Sang istri tidak menjawab sepatahpun kali ini. Ia hanya mengangguk pelan. Meskipun ia justru lebih khawatir karena suaminya berkata begitu. Ia tidak mau itu terjadi. Tidak bisa, jangan! Lebih baik ia sendiri yang mati daripada melihat suaminya mati demi dia. Itu menyakitkan, apakah ia bisa melupakanya? Atau apakah bisa memaafkan dirinya sendiri nanti? Tidak, jangan! Ya, Allah, tolonglah kami.

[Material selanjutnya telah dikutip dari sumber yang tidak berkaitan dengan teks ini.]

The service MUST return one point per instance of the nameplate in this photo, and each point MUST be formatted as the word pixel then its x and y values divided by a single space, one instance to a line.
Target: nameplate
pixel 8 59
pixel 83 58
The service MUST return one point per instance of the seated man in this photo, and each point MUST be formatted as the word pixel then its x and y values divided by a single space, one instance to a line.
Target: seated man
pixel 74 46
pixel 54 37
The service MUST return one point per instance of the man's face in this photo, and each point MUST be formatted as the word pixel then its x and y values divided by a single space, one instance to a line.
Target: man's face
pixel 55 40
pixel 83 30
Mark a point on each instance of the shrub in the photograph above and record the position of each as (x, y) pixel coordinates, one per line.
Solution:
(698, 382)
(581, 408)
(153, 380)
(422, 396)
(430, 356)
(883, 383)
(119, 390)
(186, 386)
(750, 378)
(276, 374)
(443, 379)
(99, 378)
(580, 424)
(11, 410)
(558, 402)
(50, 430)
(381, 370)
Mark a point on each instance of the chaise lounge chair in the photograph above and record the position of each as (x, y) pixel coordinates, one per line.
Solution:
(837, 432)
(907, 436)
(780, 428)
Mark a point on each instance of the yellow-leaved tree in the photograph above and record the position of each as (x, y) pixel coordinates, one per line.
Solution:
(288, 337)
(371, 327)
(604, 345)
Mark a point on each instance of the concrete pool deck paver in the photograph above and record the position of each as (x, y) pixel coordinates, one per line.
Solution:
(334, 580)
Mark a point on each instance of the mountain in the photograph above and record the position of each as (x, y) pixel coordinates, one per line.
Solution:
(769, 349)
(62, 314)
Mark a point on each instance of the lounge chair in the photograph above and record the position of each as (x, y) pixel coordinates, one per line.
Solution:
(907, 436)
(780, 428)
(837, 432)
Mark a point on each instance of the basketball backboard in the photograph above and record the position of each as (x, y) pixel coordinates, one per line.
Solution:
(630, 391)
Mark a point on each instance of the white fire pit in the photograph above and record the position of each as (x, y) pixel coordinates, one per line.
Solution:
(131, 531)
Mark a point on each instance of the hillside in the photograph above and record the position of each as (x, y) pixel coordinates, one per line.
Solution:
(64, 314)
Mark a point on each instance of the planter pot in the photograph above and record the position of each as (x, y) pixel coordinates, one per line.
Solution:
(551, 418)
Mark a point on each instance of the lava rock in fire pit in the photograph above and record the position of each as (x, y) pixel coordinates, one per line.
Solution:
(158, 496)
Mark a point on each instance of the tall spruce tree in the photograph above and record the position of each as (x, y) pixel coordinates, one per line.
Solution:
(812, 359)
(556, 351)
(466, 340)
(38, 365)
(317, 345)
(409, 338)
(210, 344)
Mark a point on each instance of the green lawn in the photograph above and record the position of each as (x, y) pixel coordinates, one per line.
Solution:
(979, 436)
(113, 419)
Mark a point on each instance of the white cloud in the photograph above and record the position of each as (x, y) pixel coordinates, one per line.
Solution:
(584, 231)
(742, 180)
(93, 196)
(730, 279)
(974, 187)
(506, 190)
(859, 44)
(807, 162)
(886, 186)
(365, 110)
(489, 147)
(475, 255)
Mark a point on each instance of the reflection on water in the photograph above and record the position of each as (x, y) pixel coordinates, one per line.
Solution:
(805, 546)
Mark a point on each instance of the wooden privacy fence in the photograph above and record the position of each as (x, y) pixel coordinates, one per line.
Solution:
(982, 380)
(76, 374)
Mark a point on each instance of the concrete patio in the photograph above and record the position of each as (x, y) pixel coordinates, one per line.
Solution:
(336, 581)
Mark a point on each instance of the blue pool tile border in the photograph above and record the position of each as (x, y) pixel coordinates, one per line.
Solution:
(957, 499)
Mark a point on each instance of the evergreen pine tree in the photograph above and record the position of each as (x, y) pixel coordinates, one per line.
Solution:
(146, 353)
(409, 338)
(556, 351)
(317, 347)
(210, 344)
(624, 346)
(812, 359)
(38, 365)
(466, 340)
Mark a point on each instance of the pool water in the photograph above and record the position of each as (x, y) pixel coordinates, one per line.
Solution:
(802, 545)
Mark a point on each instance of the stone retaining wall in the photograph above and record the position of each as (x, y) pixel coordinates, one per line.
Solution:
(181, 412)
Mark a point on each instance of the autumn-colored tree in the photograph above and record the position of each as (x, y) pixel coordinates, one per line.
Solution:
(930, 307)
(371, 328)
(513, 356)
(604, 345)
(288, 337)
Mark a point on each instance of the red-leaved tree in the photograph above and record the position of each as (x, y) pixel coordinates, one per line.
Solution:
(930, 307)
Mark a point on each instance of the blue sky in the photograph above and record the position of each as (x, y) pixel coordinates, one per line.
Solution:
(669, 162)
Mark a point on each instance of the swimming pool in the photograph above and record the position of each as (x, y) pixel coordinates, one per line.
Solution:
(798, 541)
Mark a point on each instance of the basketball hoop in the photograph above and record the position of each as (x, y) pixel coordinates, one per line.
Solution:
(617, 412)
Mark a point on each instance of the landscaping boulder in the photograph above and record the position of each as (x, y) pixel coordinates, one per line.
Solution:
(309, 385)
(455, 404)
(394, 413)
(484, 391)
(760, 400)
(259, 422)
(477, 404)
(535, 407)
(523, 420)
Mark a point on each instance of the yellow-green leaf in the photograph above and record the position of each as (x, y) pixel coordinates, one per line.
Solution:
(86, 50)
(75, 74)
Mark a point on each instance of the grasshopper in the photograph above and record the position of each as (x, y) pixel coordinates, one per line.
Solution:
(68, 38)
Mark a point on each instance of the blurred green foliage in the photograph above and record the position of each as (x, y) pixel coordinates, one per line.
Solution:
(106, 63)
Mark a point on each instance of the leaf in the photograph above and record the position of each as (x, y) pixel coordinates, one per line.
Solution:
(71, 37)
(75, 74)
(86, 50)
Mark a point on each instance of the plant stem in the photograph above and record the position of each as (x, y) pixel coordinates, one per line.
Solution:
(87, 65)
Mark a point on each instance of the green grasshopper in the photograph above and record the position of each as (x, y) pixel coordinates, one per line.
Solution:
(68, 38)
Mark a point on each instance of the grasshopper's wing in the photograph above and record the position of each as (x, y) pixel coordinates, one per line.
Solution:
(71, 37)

"Ngruuuunngggg" terdengar panjang suara motor dari arah belakang mereka. Sang istri yang tadi berpikiran buruk, kini merasa sesak nafasnya. Ya Allah, tolonglah kami.. Wajahnya terlihat semakin putih di kegelapan, pucat.

Tapi justru sang suami berkata, "Alhamdulillah ma!" Katanya begitu bersyukur. Pengendara motor masih cukup jauh dari mereka, hanya suaranya saja yang terus terdengar mendekat. Tapi sang suami sudah hafal betul deruman motor yang ia dengar tersebut. Motor yang sama dengan motor antik yang ia tuntun hampir setengah jam lamanya ini.

Istrinya tidak begitu mengerti, karena dilihat bagaimanapun, sang pengendara motor masih terlalu jauh untuk dikenali. Kenapa suaminya berucap penuh syukur seperti itu? Ataukah tadi dia menghubungi temannya untuk datang menolong? Tapi tetap saja, bagaimana caranya dia mengenali pengendara motor yang belum terlihat jelas di belakang itu?

"Itu rider CB juga ma." Suaminya melanjutkan. "Kita tunggu dia sebentar ya."

"Papa yakin dia tidak berbahaya?" Melirik ke arah suaminya, dan sedetik kemudian melirik ke arah pengguna motor di belakang yang masih belum terlihat jelas juga.

"Insya Allah ma." Lanjut suaminya menyakinkan. Kali ini berhasil. Istrinya ikut yakin karena melihat wajah yakin dan gembira suaminya.

Hampir setengah menit kemudian pengguna motor tersebut akhirnya tiba di samping mereka, dan berhenti. Membuka helmnya, langsung berkata, "Selamat malam mas, mba," ia mengangguk ke arah istri dari pengguna motor cb yang mogok. "Apanya yang mati?" Lanjutnya cepat.

"Selamat malam juga mas bro." Jawabnya sumringah, karena datangnya pertolongan. "Busi motor saya mati. Benar-benar ceroboh sekali, padahal belum di cek tadi, tapi lewat jalan sepi begini di jam segini." Ia masih ingin menambahkan kata-katanya. Rasanya semua rasa yang terpendam akhirnya bisa terungkapkan juga. "Ditambah, saya juga tidak membawa cadangan busi, ceroboh sekali." Ia ganti mengomeli dirinya sendiri. "Mas bro bawa busi cadangan?"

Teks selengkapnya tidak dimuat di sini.